A big challenge for such cloud-based AI is that they require users to upload input data, so it is not practical for private or proprietary data and for dealing with large data sets.

To meet this challenge, NVIDIA is about to enable TensorRT-LLM for Windows to provide an API interface similar to OpenAI's popular ChatAPI through a new encapsulation interface, bringing a similar workflow to developers, regardless of whether their models and applications are designed to run locally on RTX PC or in the cloud. Hundreds of AI-driven developer projects and applications can now benefit from fast native AI with just one or two lines of code modification. Users can save their data on PC without having to worry about uploading it to the cloud.

▲ uses the Microsoft VS Code plug-in Continue.dev coding assistant https://images.nvidia.cn/cn/youtube-replicates/-P17YXulhDc.mp4 driven by TensorRT-LLM

In addition, the most important point is that many of these projects and applications are open source, and developers can easily take advantage of and extend their functions to speed up the application of generative AI on RTX-driven Windows PC.

The encapsulation interface can be used with all LLM optimized for TensorRT-LLM (such as Llama 2, Mistral, and NV LLM) and published on GitHub as a reference project, as well as other developer resources for using LLM on RTX.

Model acceleration

Developers can now take advantage of the cutting-edge AI model and deploy through cross-vendor API. NVIDIA and Microsoft have been working to enhance the developer's ability to accelerate Llama on RTX through DirectML API.

On top of the fastest reasoning performance for these models announced in October, this new option for cross-vendor deployment makes it easier than ever to introduce AI into PC.

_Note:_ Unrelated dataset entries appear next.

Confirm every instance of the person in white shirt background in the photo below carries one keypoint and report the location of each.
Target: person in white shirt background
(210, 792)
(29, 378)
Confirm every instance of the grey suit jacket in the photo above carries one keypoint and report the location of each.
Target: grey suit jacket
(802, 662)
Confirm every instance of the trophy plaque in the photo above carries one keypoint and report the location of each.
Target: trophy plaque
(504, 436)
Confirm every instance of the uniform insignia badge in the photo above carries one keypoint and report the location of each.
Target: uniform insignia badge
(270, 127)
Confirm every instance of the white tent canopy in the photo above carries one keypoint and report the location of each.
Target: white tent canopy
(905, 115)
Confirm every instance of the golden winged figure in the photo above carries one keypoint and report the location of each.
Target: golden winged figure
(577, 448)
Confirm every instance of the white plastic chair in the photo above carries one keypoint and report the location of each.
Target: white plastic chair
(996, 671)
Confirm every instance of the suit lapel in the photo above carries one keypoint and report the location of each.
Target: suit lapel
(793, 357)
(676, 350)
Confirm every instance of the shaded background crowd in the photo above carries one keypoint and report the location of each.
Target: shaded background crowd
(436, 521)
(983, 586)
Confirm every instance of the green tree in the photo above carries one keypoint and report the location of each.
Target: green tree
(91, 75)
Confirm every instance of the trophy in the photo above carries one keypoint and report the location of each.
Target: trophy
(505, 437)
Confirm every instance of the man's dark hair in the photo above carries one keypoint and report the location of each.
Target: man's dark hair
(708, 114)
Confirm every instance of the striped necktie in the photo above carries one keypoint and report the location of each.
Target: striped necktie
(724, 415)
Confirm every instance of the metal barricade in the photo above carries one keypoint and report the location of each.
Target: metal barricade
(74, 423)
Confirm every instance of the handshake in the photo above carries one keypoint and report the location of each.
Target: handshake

Developers and enthusiasts can download the latest ONNX runtime and follow Microsoft's installation instructions, while installing the latest NVIDIA driver (which will be released on November 21) for the latest optimization experience.

These new optimizations, models and resources will accelerate the development and deployment of AI functions and applications on 100 million RTX PC worldwide, joining more than 400 partners who have released AI-driven applications and games accelerated by RTX GPU.

With the improvement of the ease of use of the model, and developers bring more generative AI functions to RTX-driven Windows PC, RTX GPU will become the key for users to take advantage of this powerful technology.

Welcome to subscribe "Shulou Technology Information " to get latest news, interesting things and hot topics in the IT industry, and controls the hottest and latest Internet news, technology news and IT industry trends.

*The comments in the above article only represent the author's personal views and do not represent the views and positions of this website. If you have more insights, please feel free to contribute and share.